Net income fell 62 percent to 11.2 billion rupees ($164 million), or 1.43 rupees a share, for the three months ended Dec. 31, from 29.1 billion rupees, or 3.9 rupees, a year earlier, the Mumbai-based lender said Thursday in an exchange filing. That missed the 33 billion-rupee mean of 29 analyst estimates compiled by Bloomberg.
Chairman Arundhati Bhattacharya is trying to keep soured debt under check after the Reserve Bank of India asked lenders to recognize and make provisions for stressed assets on their books. ICICI Bank Ltd., SBI’s largest private-sector competitor, last month reported the slowest quarterly profit growth in six years after bad-loan provisions surged threefold.
SBI shares fell 1 percent to 157.35 rupees at 1:41 p.m. in Mumbai trading, extending this year’s losses to 30 percent. The S&P BSE India Bankex Index, which tracks 10 lenders, fell 16 percent this year.
The gross bad-loan ratio widened to 5.1 percent from 4.15 percent in the previous quarter.
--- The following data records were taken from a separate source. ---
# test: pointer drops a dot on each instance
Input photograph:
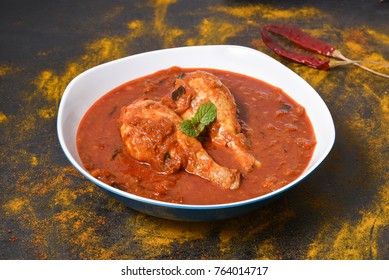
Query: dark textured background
(49, 211)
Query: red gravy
(281, 136)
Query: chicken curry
(154, 137)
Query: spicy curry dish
(196, 136)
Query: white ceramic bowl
(89, 86)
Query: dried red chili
(301, 38)
(307, 42)
(309, 60)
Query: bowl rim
(141, 199)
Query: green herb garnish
(205, 114)
(178, 92)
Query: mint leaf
(205, 114)
(188, 128)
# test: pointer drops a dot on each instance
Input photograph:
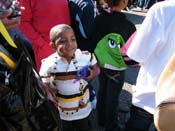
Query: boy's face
(66, 44)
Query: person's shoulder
(49, 58)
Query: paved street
(126, 95)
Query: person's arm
(26, 24)
(11, 23)
(148, 37)
(94, 71)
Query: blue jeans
(140, 120)
(111, 83)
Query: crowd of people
(75, 44)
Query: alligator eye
(119, 46)
(112, 43)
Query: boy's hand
(93, 71)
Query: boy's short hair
(56, 30)
(112, 3)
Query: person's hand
(93, 71)
(11, 23)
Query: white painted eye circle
(112, 43)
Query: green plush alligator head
(108, 53)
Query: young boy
(59, 70)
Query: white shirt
(152, 46)
(66, 88)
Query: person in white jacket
(152, 47)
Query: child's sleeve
(93, 59)
(44, 71)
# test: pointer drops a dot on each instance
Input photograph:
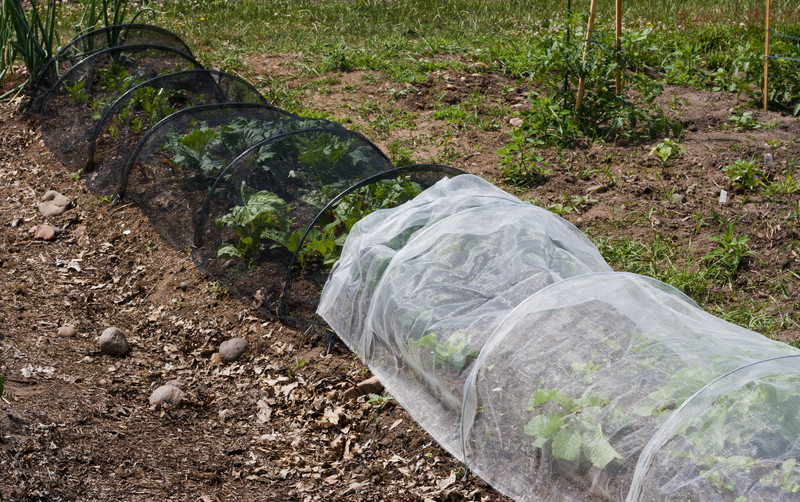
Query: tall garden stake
(589, 29)
(766, 56)
(619, 45)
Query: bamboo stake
(589, 29)
(766, 57)
(619, 46)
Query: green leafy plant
(743, 121)
(377, 401)
(570, 427)
(112, 13)
(730, 253)
(32, 37)
(558, 63)
(667, 150)
(745, 174)
(519, 161)
(262, 215)
(454, 352)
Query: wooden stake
(589, 29)
(619, 46)
(766, 57)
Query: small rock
(67, 331)
(113, 342)
(369, 386)
(166, 394)
(54, 203)
(231, 350)
(46, 232)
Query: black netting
(71, 110)
(94, 41)
(141, 107)
(171, 169)
(261, 205)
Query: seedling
(377, 401)
(573, 432)
(743, 121)
(745, 174)
(454, 352)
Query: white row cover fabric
(504, 333)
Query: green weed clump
(745, 174)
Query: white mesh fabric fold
(502, 331)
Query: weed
(729, 255)
(745, 174)
(215, 288)
(378, 401)
(667, 150)
(743, 121)
(519, 161)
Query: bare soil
(77, 425)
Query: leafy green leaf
(597, 448)
(567, 444)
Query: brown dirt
(76, 424)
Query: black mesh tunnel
(262, 204)
(142, 106)
(169, 172)
(94, 41)
(73, 107)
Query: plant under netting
(270, 211)
(82, 46)
(71, 110)
(503, 332)
(144, 105)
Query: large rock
(54, 203)
(231, 350)
(113, 342)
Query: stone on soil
(46, 232)
(113, 342)
(166, 394)
(67, 331)
(53, 204)
(231, 350)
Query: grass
(400, 45)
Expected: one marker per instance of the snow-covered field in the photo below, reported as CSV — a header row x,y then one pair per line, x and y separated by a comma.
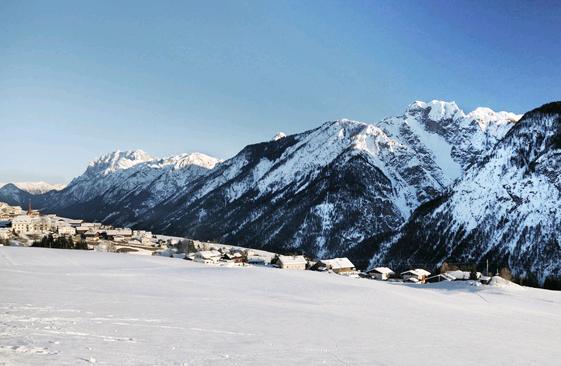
x,y
61,307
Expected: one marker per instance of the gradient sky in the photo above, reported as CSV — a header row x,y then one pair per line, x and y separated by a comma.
x,y
82,78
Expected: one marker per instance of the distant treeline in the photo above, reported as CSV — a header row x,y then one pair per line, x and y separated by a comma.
x,y
59,243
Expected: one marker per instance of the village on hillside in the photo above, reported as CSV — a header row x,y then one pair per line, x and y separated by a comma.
x,y
31,228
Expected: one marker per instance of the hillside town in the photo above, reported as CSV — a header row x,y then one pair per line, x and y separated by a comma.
x,y
28,228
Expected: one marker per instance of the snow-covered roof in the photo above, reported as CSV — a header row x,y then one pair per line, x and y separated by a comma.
x,y
292,259
381,270
417,272
444,276
338,263
208,254
459,275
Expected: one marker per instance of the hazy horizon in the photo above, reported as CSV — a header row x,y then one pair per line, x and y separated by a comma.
x,y
79,80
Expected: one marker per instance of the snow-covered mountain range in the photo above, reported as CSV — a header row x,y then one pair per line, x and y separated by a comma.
x,y
432,184
507,208
327,191
37,187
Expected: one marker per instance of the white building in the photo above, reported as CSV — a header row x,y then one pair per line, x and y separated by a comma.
x,y
66,230
381,273
32,225
7,211
207,256
297,262
123,232
337,265
415,275
4,233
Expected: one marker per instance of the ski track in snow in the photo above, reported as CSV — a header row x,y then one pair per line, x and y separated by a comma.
x,y
61,307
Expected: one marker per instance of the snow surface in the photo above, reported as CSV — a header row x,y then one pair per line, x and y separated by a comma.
x,y
61,307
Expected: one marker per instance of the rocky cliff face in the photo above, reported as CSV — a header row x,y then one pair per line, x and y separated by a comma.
x,y
328,191
506,208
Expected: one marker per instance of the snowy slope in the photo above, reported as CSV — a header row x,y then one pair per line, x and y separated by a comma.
x,y
506,209
124,184
328,190
325,191
63,307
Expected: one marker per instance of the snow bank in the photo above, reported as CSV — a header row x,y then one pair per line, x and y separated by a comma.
x,y
60,307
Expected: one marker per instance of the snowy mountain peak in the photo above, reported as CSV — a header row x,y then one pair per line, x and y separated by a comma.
x,y
279,135
117,160
39,187
484,116
438,109
198,159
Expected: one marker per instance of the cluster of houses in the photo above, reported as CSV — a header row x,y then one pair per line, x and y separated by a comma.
x,y
25,226
17,224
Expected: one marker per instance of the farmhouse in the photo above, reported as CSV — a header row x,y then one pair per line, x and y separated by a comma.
x,y
415,275
337,265
297,262
207,256
235,257
440,277
463,275
31,225
380,273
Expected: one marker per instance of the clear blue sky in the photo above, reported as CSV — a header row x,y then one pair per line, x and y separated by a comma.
x,y
82,78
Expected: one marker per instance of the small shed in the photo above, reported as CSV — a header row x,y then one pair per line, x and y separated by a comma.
x,y
207,256
337,265
415,275
380,273
297,262
440,277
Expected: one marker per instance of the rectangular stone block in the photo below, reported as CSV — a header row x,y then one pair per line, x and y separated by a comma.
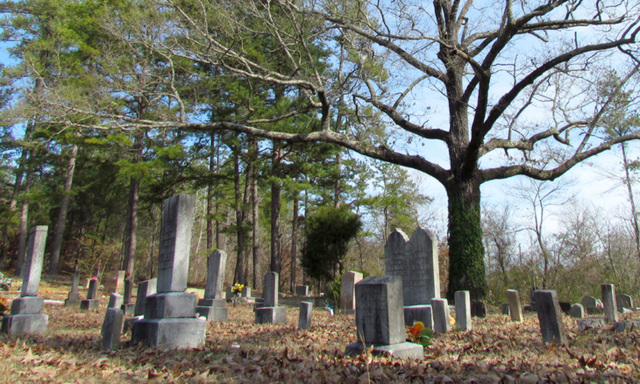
x,y
550,317
33,264
304,319
379,310
169,333
27,305
515,308
415,261
216,267
112,328
348,292
25,324
175,243
441,315
271,315
422,313
145,288
170,305
463,310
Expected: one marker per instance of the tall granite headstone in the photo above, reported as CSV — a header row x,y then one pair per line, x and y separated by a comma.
x,y
213,305
26,311
270,312
415,261
170,320
550,317
348,292
380,319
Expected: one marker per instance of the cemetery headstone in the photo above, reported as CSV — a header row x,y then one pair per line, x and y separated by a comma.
x,y
73,298
26,311
113,321
270,312
609,302
380,319
415,261
213,306
576,311
170,320
302,290
463,310
478,309
515,308
304,319
91,302
348,292
441,316
624,301
550,317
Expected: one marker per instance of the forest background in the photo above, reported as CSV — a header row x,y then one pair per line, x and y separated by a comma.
x,y
101,190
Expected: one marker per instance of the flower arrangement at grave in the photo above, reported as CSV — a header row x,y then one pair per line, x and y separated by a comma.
x,y
419,334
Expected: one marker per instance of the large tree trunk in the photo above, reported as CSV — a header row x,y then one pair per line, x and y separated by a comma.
x,y
62,214
276,191
466,251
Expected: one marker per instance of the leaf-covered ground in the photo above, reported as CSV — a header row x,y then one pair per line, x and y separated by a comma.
x,y
239,351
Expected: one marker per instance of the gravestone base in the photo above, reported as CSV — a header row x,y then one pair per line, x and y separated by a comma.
x,y
423,313
169,333
28,323
112,328
404,350
213,310
92,304
128,309
170,305
27,305
272,315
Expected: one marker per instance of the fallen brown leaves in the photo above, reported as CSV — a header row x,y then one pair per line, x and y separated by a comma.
x,y
239,351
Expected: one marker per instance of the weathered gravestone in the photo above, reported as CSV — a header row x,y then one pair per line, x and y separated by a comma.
x,y
113,321
348,292
576,311
415,261
550,317
609,302
304,319
170,320
26,311
515,308
380,319
213,306
270,312
463,310
91,303
441,316
73,298
624,301
302,290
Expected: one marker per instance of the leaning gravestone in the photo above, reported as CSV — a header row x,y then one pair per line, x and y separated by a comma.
x,y
609,301
380,319
550,317
213,306
304,319
415,261
270,312
91,303
170,320
26,311
515,309
113,321
73,298
463,310
348,292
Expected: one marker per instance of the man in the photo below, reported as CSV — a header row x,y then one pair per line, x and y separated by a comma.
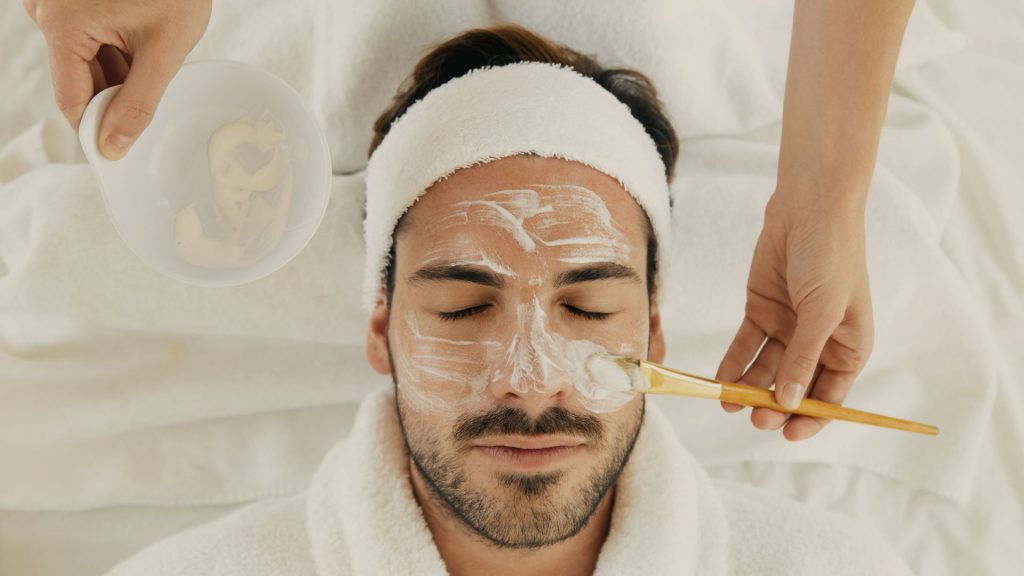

By comparison, HDFC Bank Ltd., India’s most-valuable lender by market capitalization, had a ratio of 0.97 percent. Provisions SBI made for soured debt in the latest quarter almost doubled to 76.4 billion from the period ended in September.
In December, Reserve Bank of India Governor Raghuram Rajan set lenders a March 2017 deadline to clean up their balance sheets. The proportion of Indian banks’ stressed assets, which include restructured and soured loans, to total advances surged to a 14-year high of 11.3 percent as of Sept. 30, data compiled by RBI show.
SBI’s capital-adequacy ratio stood at 12.45 percent, the filingsshowed, compared with a requirement of at least 9 percent under Basel III rules.